CHAPTER II.

In the midst of these blind illusions and hopes, my twentieth birthday approached. It was now the month of August, 1791, and my uncle had decided that this should be the date of my marriage with Marie. You can well understand that the thoughts of happiness, now so near, absorbed all my faculties, and how little notice I took of the political crisis which was then felt throughout the colony. I will not, therefore, speak of the Count de Pernier, or of M. de Blanchelande, nor of the tragical death of the unfortunate Colonel de Marchiste; nor will I attempt to describe the jealousies of the Provincial House of Assembly of the North, and the Colonial Assembly, which afterwards called itself the General Assembly, declaring that the word “Colonial” had a ring of slavery in it.

For my own part, I sided with neither; and if I did espouse any cause, it was in favour of Cap, near which town my home was situate, in opposition to Port au Prince.

Only once did I mix myself up in the question of the day. It was on the occasion of the disastrous decree of the 15th of May, 1791, by which the National Assembly of France admitted free men of colour to enjoy the same political privileges as the whites.
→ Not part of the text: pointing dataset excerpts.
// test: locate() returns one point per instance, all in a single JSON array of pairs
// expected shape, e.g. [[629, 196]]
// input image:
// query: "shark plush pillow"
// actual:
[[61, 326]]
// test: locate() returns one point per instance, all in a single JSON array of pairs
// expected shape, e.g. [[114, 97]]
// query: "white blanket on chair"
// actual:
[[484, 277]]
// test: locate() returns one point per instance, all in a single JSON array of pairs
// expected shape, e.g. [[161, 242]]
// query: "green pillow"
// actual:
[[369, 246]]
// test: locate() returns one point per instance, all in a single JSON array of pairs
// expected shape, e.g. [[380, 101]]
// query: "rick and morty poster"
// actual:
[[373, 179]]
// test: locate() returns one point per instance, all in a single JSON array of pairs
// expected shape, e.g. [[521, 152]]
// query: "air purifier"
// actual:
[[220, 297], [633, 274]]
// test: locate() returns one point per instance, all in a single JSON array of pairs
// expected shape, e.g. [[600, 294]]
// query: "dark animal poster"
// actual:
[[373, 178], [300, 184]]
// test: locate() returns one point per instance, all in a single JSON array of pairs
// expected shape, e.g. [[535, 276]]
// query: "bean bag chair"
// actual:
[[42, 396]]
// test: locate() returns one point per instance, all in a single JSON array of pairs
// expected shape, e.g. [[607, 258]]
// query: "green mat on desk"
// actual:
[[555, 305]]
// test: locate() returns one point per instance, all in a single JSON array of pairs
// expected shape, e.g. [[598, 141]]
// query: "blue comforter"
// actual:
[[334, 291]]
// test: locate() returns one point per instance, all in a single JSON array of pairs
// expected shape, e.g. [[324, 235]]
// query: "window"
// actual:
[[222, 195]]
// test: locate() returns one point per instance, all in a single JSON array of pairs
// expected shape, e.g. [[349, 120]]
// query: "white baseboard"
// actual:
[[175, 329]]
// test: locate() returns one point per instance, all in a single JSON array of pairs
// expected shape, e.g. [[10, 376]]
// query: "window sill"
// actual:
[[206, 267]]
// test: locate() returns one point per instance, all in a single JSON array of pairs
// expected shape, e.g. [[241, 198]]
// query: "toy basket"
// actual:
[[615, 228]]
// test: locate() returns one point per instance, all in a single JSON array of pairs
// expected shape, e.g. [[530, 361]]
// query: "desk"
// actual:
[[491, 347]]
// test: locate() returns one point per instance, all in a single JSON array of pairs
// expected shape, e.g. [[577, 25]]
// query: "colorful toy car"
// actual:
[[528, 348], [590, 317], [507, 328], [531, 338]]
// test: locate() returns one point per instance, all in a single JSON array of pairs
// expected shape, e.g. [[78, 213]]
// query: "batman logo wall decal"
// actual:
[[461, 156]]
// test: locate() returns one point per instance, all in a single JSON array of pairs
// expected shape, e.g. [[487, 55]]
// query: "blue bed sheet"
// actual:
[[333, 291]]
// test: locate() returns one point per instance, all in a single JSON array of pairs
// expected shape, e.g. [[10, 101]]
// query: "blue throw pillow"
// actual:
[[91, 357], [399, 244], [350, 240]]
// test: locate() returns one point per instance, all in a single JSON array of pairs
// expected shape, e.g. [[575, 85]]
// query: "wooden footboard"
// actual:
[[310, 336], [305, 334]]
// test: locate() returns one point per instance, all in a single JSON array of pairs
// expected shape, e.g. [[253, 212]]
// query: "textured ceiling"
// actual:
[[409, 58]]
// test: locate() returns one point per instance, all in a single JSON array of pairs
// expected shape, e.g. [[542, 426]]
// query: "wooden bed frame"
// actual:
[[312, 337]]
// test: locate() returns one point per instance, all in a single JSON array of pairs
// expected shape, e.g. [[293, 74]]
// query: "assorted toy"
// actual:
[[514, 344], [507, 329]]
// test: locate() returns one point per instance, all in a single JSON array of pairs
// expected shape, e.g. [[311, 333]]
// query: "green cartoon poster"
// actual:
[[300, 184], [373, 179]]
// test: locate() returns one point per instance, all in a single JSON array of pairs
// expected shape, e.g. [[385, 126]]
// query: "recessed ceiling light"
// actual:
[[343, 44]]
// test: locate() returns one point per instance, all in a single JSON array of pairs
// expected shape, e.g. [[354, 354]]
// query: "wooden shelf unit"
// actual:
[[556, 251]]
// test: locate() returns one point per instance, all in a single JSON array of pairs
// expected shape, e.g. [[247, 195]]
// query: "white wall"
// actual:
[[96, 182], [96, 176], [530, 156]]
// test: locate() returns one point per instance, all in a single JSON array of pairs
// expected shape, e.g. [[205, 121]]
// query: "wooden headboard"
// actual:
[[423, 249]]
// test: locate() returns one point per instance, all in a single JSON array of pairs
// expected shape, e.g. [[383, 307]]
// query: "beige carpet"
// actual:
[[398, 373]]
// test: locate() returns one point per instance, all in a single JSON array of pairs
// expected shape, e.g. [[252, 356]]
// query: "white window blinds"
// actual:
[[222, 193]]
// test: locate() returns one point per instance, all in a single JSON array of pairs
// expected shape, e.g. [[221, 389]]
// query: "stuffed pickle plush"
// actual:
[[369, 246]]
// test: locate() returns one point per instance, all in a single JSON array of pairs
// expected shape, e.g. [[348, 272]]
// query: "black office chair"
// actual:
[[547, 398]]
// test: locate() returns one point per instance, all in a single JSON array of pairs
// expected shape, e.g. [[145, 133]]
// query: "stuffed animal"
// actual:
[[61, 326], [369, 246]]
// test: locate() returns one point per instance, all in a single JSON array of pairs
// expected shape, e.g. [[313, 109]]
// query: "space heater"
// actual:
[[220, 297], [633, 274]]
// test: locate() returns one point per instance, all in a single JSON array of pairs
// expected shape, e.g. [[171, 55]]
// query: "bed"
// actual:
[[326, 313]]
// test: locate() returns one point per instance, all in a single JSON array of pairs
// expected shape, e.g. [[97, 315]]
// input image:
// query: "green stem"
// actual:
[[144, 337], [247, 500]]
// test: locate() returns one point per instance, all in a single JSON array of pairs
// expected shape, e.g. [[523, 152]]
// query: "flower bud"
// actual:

At a ball given by the Governor of Cap, many of the younger colonists spoke in impassioned terms of this law, which levelled so cruel a blow at the instincts of supremacy assumed by the whites, with perhaps too little foundation. I had, as yet, taken no part in the conversation, when I saw approaching the group a wealthy planter, whose doubtful descent caused him to be received merely upon sufferance by the white society. I stepped in front of him, and in a haughty voice I exclaimed, “Pass on, sir! pass on! or you may hear words which would certainly be disagreeable to those with mixed blood in their veins.”

He was so enraged at this insinuation, that he challenged me. We fought, and each was slightly wounded. I confess that I was in the wrong to have thus provoked him, and it is probable that I should not have done so on a mere question of colour, but I had for some time past noticed that he had had the audacity to pay certain attentions to my cousin, and had danced with her the very night upon which I had insulted him.

However, as time went on, and the date so ardently desired approached, I was a perfect stranger to the state of political ferment in which those around me lived; and I never perceived the frightful cloud which already almost obscured the horizon, and which promised a storm that would sweep all before it.

No one at that time thought seriously of a revolt amongst the slaves—a class too much despised to be feared; but between the whites and the free mulattos there was sufficient hatred to cause an outbreak at any moment, which might entail the most disastrous consequences.

During the first days of August a strange incident occurred, which threw a slight shade of uneasiness over the sunshine of my happiness.